One discussion this week involved the Carotid Revascularization Endarterectomy vs. Stenting Trial (CREST).


Reference: Brott TG, et al. Stenting versus endarterectomy for treatment of carotid-artery stenosis. New England Journal of Medicine. 2010 Jul 1;363(1):11-23. doi:10.1056/NEJMoa0912321.

Summary:  CREST is an RCT with blinded end-point adjudication whose aim was “to compare the outcomes of carotid-artery stenting with those of carotid endarterectomy among patients with symptomatic or asymptomatic extracranial carotid stenosis” (p.12).

Between December 2000 through July 2008, 2522 patients were enrolled in 108 centers in the US and 9 in Canada. Of those, 1271 patients were randomly assigned to undergo carotid-artery stenting.

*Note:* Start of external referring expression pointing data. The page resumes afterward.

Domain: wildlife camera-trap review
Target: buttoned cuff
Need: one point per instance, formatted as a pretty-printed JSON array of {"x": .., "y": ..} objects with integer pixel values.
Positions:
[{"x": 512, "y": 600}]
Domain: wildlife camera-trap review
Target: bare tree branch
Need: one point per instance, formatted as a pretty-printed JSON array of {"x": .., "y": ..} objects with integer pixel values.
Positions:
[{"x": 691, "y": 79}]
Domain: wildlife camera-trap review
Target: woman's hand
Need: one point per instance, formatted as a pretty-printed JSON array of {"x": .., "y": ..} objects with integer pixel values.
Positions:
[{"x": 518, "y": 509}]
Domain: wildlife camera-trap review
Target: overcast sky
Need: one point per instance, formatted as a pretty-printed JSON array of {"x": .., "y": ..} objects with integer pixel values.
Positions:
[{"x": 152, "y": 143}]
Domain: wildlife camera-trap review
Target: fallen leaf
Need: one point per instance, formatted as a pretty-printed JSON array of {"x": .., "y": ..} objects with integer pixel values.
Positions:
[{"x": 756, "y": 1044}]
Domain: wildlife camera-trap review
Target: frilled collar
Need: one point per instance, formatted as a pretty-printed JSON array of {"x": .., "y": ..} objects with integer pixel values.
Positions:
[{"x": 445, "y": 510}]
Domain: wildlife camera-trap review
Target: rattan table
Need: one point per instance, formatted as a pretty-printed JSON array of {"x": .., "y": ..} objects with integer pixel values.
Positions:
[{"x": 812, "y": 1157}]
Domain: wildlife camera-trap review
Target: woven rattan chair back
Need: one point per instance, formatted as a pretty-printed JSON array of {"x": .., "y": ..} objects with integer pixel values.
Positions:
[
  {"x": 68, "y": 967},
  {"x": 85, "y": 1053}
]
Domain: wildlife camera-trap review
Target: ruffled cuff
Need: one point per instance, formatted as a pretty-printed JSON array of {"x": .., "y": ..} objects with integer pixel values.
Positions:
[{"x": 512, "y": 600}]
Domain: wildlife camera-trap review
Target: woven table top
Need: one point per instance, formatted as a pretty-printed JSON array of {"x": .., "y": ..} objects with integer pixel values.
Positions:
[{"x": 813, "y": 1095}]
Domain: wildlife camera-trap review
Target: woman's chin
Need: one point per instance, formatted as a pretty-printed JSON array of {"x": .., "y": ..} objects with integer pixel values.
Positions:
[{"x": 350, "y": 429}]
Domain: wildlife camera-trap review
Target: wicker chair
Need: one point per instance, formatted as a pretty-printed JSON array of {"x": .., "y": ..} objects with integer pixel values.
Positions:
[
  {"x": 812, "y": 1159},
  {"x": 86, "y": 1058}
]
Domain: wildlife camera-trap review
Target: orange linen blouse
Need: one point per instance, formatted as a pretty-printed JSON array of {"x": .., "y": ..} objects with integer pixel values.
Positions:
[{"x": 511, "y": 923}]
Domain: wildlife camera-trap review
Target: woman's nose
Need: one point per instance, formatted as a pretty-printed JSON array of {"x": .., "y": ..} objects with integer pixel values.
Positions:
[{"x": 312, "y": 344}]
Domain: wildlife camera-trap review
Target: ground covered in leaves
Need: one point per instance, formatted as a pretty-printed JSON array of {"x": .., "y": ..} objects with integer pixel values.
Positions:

Primary findings include (p.18):

  • Carotid revascularization performed by highly qualified surgeons and interventionists is effective and safe.
  • Stroke was more likely after carotid-artery stenting.
  • Myocardial infarction was more likely after carotid endarterectomy, but the effect on the quality of life was less than the effect of stroke.
  • Younger patients had slightly fewer events after carotid-artery stenting than after carotid endarterectomy.
  • Older patients had few events after carotid endarterectomy.
  • Low absolute risk of recurrent stroke suggests that both carotid-artery stenting and carotid endarterectomy are clinically durable and reflect advances in medical therapy.